The irony still amazes me: AI technology that initially disrupted my career became the very tool that helped me build this new chapter. My website, my digital assistant Stitch, the systems that help me connect with customers—all created with the same technology that first felt like a threat.
What's Changed, What Remains
Those early photos show someone figuring out basics. Today, I design complex pieces like the Matrix Cowl, create signature items like the Katniss Cowl and Huntress Vest, and transform preloved garments into wearable art. My stitches are confident now, my patterns more adventurous, my artistic voice clearer.

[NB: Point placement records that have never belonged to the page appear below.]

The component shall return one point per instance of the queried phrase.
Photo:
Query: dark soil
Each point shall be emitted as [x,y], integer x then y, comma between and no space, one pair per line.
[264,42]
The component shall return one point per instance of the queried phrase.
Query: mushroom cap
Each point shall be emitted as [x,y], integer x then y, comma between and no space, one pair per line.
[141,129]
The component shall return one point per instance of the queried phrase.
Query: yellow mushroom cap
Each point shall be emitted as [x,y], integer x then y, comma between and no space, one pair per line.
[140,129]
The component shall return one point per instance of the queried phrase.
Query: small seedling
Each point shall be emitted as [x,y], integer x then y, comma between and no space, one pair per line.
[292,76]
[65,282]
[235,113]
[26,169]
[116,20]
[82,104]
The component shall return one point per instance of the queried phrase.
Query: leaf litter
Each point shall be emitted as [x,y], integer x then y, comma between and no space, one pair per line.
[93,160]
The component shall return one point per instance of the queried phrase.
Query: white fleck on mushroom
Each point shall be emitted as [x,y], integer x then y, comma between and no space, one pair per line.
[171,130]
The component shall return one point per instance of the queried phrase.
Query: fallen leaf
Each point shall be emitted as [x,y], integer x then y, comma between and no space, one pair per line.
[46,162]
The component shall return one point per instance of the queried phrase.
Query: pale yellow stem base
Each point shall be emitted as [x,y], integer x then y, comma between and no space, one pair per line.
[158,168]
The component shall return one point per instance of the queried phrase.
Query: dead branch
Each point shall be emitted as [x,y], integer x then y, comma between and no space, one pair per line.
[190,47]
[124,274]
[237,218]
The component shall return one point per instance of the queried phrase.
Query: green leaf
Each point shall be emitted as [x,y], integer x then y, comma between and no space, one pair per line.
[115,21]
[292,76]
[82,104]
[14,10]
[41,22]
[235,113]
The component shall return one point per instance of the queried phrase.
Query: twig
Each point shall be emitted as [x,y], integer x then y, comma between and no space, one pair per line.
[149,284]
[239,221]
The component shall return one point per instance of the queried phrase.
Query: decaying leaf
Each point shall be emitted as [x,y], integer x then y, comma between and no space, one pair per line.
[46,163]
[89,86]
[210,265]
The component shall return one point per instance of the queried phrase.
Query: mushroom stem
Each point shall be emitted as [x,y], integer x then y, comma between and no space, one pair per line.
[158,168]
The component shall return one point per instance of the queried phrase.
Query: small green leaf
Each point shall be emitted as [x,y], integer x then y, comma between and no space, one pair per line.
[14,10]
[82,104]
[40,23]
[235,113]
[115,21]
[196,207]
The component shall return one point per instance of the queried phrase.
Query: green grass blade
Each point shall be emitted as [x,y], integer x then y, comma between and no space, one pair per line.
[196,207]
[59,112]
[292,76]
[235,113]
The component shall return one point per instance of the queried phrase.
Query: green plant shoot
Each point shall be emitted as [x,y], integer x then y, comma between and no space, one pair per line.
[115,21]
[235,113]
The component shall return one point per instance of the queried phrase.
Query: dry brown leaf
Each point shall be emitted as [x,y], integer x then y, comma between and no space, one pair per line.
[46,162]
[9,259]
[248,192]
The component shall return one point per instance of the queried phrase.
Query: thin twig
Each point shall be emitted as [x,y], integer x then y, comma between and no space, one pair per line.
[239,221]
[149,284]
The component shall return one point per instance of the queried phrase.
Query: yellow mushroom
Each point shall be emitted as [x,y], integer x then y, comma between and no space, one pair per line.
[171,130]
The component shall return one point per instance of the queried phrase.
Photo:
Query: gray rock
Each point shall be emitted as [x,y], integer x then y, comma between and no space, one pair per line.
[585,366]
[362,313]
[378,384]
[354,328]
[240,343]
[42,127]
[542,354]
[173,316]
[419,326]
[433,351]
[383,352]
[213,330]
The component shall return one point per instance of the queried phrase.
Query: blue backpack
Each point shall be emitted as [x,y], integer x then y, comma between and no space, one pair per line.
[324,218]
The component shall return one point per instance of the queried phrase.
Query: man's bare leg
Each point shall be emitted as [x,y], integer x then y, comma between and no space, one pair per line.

But the heart remains unchanged: the meditation of working with my hands, the joy of transformation, the belief that handmade still matters in an increasingly automated world. Every piece I create—whether hand-knitted from scratch or upcycled with knitted elements—carries forward that original impulse of love, care, and connection.
The Bigger Picture
What started as pandemic learning evolved into a statement about sustainability, about choosing slow fashion over fast consumption, about honoring the stories embedded in fabric and thread. When I add hand-knitted fringe to a vintage band tee or create festival bags from yard sale overalls, I'm continuing that same spirit that sent a handmade scarf across the country with endless hope.
Today and Tomorrow
Looking back at these photos, I feel nothing but gratitude—for my mom's FaceTime patience, for the unexpected pause that created space for something new to grow, for the courage to follow an unplanned path. I'm proud of what I've built: not just the business, but the skills, the artistic vision, the commitment to creating beauty from everyday materials.
Upstitched Creations exists because I learned that transformation is possible—of yarn into fabric, of old into new, of individual threads into something stronger when woven together. Five years from those first fumbled stitches, I'm still learning, still discovering what these hands can create.
Your story, your style—that's been the thread running through everything from day one.